For me, too much cultural subtext in modern JRPGs anymore. In many Japanese-developed games, in fact. I mean, hell, the Metal Gear Solids are examples too. Oddly worded dialogue; weird hand gestures; all the non-verbal communication that is used in Japan that no one would understand over here.
Prime example (from Metal Gear Solid 3):
If you've played it, during the scene on the rope bridge at the end of Virtuous mission, the first attempt to rescue Sokolove. The dialogue with the boss, she kicks Snake's ass in CQC, then VOlgin walks onto the bridge to kick some ass. As soon as he steps onto the bridge, he says "Kuwabara, Kuwabara."

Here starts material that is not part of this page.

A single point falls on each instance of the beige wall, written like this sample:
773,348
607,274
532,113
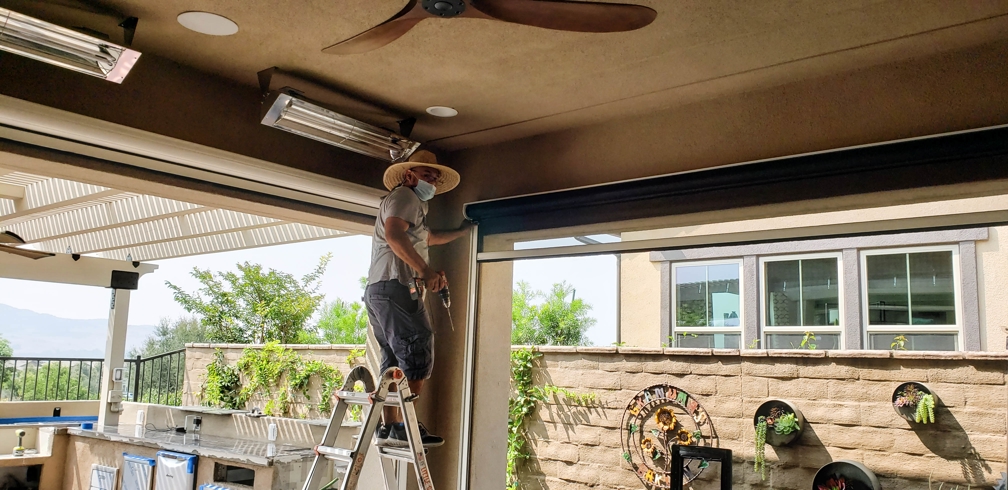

Well, unless you go looking that crap up, it kinda makes a non-Asian player think "Well, wtf is that about?" Actually, it's some Japanese superstition, you're supposed to say "Kuwabara, kuwabara" to ward off lightning strikes. Possibly intedned as foreshadowing to Volgin's lightning powers, partly as character development; I don't know.
I do know that a Russian colonel in Soviet special forces probably wouldn't be given to believing Japanese superstition, and I do know that not many people outside of Japan would know what the hell the "kuwabara" crap meant without googling it.
Anyway, wall of text.
TL;DR version:
Most of the JRPGs I've played recently have to much subtle Japanese cultural commonalities hidden in the dialogue, cutscenes, and plot, to the point that all the weird little monologues, hand gestures, and weird plot twists confuse the crap out of me.